Sputnik France: Pourquoi la diplomatie française semble-t-elle être en première ligne afin de soutenir cet opposant vénézuélien?
Maurice Lemoine: «Je voudrais bien le savoir. Je n’ai pas d’explication rationnelle. Il y a certaines corrélations. Par exemple, Juan Guaido a tenu une conférence à la Maison de l’Amérique Latine. L’une des organisatrices de cette conférence est une Franco-Vénézuélienne, Paula Doumerg, assistante parlementaire d’un député La République en Marche. Mais sur le plan purement politique, je ne vois absolument pas l’intérêt qu’a Emmanuel Macron à reconnaître Guaido, à part une hostilité de principe à Nicolas Maduro.

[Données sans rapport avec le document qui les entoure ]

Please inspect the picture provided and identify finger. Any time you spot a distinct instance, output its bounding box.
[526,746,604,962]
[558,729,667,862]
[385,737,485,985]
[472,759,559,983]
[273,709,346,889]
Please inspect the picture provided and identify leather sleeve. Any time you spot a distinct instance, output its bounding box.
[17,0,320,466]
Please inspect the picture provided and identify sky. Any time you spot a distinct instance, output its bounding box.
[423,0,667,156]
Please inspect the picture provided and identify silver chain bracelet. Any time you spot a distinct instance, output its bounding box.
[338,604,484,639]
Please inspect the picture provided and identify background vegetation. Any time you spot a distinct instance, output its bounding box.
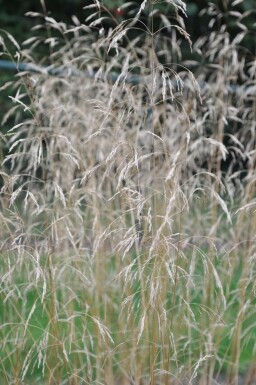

Sputnik France: Emmanuel Macron a rappelé le soutien de la France à l’organisation d’une nouvelle «élection présidentielle libre et transparente». Selon vous, convoquer de nouvelles élections résoudrait-il la crise politique?
Maurice Lemoine: «C’est le côté absurde de l’histoire. Dans l’esprit d’Emmanuel Macron et surtout de Donald Trump, parce qu’en réalité, on est des suiveurs, des élections libres et transparentes, ce serait des élections sans Maduro. Or c’est aux Vénézuéliens d’en décider.»